Altendorf Terms and Conditions of Sales and Delivery
For use in transactions with:
1. A person who is exercising a commercial or free-lance occupational activity upon conclusion of the contract (entrepreneur);
2. Legal persons under public law or a public-law special fund;
I. General
All deliveries and services shall be based on these terms and conditions and any separate contractual agreements. Deviating terms and conditions of purchase on the part of the ordering party shall not form a part of the contract, even as a result of acceptance of an order.
A contract shall be formed – in the absence of a separate agreement – with written confirmation of the order by the supplier.
II. Price and payment
1. In the absence of a separate agreement, the prices shall be ex works, including loading at the works, but excluding packaging. Value-added/sales tax shall be added to the prices at the applicable statutory level.
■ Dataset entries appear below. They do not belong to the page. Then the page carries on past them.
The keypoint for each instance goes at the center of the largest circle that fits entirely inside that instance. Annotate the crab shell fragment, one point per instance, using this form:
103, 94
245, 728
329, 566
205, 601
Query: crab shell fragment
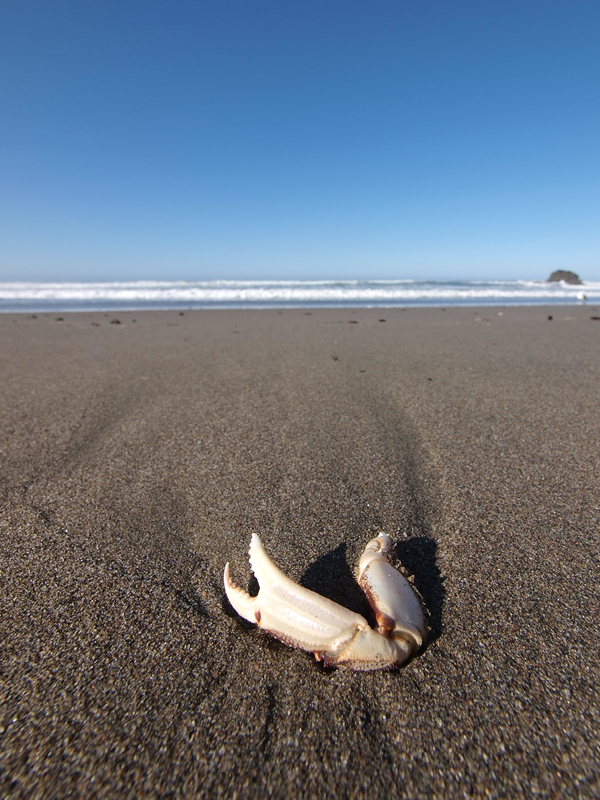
337, 636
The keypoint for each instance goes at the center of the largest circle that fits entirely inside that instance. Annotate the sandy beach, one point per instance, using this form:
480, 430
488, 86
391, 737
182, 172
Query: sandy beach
140, 450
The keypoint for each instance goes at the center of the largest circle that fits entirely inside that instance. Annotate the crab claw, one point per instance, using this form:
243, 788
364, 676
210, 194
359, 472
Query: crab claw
397, 607
306, 620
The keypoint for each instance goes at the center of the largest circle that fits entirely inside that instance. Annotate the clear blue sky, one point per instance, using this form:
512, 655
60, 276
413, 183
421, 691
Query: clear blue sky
298, 139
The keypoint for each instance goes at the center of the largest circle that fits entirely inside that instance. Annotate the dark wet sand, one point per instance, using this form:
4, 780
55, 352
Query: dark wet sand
137, 458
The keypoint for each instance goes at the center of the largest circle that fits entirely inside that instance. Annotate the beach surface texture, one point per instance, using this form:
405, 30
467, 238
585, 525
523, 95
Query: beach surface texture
140, 451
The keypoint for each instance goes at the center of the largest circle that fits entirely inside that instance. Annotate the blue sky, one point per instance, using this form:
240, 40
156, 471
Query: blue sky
271, 139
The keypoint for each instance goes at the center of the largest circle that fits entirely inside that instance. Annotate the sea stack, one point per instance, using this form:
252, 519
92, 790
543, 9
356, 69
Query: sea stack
564, 275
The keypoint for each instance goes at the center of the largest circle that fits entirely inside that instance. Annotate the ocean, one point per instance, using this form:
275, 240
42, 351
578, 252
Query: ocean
34, 297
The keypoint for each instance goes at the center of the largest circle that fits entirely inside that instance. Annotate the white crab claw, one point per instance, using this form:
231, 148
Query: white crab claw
306, 620
397, 608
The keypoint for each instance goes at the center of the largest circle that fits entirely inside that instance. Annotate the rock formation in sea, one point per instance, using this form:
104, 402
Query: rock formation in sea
564, 275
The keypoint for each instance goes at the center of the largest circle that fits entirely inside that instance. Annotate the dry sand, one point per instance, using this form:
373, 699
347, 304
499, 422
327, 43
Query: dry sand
136, 458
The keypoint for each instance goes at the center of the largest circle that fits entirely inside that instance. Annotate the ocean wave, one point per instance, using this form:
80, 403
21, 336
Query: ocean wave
240, 294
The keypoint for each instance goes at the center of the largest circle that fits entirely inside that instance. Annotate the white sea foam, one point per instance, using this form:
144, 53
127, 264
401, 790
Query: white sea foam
264, 294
2. Payments shall be made in principle in EUR (euros) when the goods are ready to be dispatched, and free the place of payment of the supplier.
3. If the payment deadlines are not observed, interest shall be charged in accordance with the bank rates that the supplier must pay for loans.
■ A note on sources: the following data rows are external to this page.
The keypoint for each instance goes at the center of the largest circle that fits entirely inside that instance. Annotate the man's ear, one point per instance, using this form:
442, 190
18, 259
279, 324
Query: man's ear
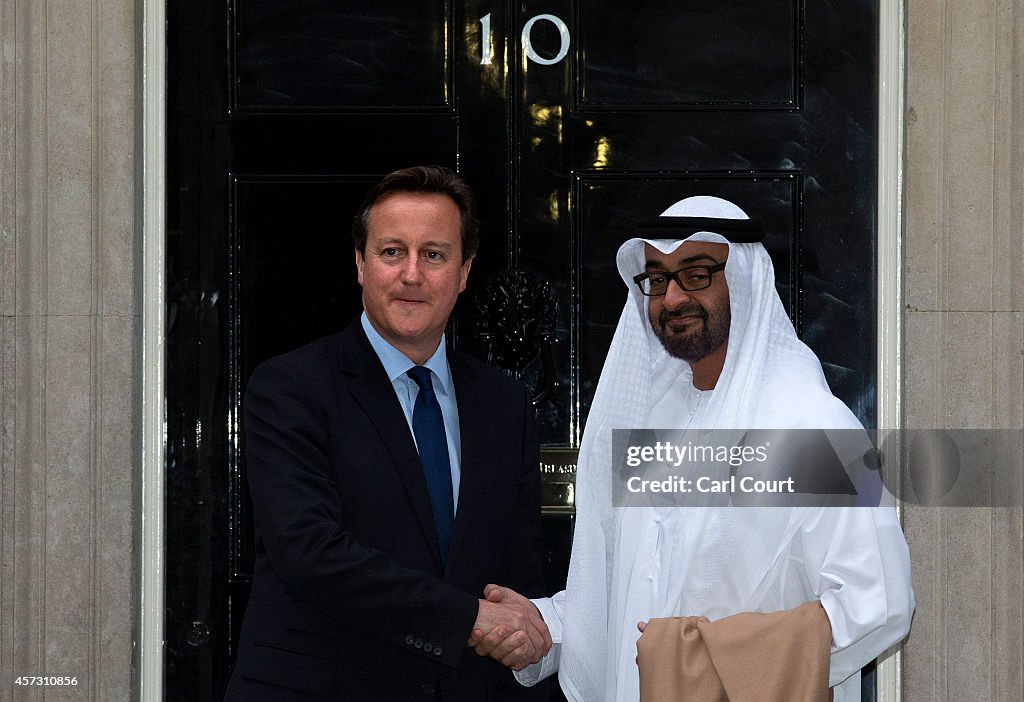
358, 265
467, 264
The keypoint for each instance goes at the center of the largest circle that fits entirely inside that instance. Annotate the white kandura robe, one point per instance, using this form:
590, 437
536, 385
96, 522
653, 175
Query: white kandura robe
720, 561
636, 563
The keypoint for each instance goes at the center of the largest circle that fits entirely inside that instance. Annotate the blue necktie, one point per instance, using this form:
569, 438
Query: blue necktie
428, 426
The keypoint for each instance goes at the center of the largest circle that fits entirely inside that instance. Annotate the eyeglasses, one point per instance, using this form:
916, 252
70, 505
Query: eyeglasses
690, 279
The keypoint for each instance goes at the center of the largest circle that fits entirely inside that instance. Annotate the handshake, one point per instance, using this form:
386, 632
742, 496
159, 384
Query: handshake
509, 628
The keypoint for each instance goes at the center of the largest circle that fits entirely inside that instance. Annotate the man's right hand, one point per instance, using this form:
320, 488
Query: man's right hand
509, 628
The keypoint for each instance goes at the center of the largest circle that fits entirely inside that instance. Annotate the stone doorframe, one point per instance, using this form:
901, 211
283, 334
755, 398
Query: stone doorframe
150, 530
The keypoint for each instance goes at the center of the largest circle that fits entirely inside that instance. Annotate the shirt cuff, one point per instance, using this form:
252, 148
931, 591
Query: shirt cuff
550, 610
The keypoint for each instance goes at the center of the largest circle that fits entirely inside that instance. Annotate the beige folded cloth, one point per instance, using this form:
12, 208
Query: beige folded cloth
749, 657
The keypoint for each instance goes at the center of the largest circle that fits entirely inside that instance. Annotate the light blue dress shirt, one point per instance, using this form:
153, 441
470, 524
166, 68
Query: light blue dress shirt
395, 364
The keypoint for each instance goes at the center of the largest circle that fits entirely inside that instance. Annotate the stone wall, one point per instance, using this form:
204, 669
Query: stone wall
964, 334
69, 325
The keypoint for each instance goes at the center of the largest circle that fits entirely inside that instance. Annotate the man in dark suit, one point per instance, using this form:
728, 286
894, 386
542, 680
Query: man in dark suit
392, 480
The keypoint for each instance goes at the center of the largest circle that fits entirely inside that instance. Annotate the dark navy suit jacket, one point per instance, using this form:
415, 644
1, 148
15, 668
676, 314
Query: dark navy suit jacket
349, 599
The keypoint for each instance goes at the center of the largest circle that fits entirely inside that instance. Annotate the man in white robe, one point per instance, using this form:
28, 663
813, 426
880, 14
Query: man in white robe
724, 357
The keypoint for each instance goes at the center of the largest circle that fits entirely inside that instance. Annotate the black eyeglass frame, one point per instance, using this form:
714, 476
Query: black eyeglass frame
674, 275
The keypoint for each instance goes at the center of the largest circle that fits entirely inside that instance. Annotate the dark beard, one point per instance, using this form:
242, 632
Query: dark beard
694, 346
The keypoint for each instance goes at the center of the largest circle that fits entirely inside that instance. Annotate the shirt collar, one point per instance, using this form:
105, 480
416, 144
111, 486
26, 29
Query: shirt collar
396, 363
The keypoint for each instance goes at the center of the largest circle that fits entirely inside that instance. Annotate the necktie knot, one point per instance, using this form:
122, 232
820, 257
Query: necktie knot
431, 441
421, 375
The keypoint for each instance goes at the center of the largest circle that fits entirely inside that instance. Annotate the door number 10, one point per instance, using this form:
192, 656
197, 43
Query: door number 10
527, 45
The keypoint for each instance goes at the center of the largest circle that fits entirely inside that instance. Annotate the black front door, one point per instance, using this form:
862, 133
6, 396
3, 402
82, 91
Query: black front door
571, 119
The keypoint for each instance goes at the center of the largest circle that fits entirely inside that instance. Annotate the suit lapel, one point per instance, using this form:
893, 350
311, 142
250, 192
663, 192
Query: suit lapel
472, 403
373, 391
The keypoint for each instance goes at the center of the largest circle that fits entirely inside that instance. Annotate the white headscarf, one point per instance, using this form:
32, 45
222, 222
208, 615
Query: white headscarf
770, 380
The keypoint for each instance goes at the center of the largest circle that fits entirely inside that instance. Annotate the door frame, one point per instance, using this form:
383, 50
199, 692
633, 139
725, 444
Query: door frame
151, 221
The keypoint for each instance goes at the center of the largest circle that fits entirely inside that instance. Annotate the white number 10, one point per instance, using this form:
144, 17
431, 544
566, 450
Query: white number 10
531, 54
4. The withholding of payments or offsetting of any counterclaims of the ordering party that are disputed by the supplier shall not be permissible.
III. Delivery deadline, delay in delivery
1. The delivery deadline shall be as specified in the agreements between the parties. The supplier’s compliance with deadlines is contingent upon the ordering party’s fulfillment of all the obligations incumbent upon it. Compliance with the delivery deadline shall be subject to correct and prompt delivery of the supplier itself. The supplier shall provide notification of any delays that become apparent as soon as possible.
The delivery deadline shall be regarded as having been met if the delivery item has left the works by the time the deadline expires, or has been reported as being ready to be dispatched.
2. If dispatch or acceptance of the delivery item is delayed for reasons for which the ordering party is responsible, the ordering party shall be charged the costs caused by the delay, beginning one month after the report that the delivery item is ready to be dispatched or undergo acceptance.
3. If the failure to comply with the delivery deadline can be attributed to force majeure, labor disputes or other events or occurrences that are outside the sphere of influence of the supplier, the delivery deadline shall be extended by a reasonable period. The supplier shall inform the ordering party of the beginning and end of such circumstances as soon as possible.
IV. Passage of risk, acceptance
1. The risk shall pass to the ordering party when the delivery item has left the works, even if partial deliveries are made or if the supplier has assumed responsibility for other services, such as shipping costs or delivery and installation.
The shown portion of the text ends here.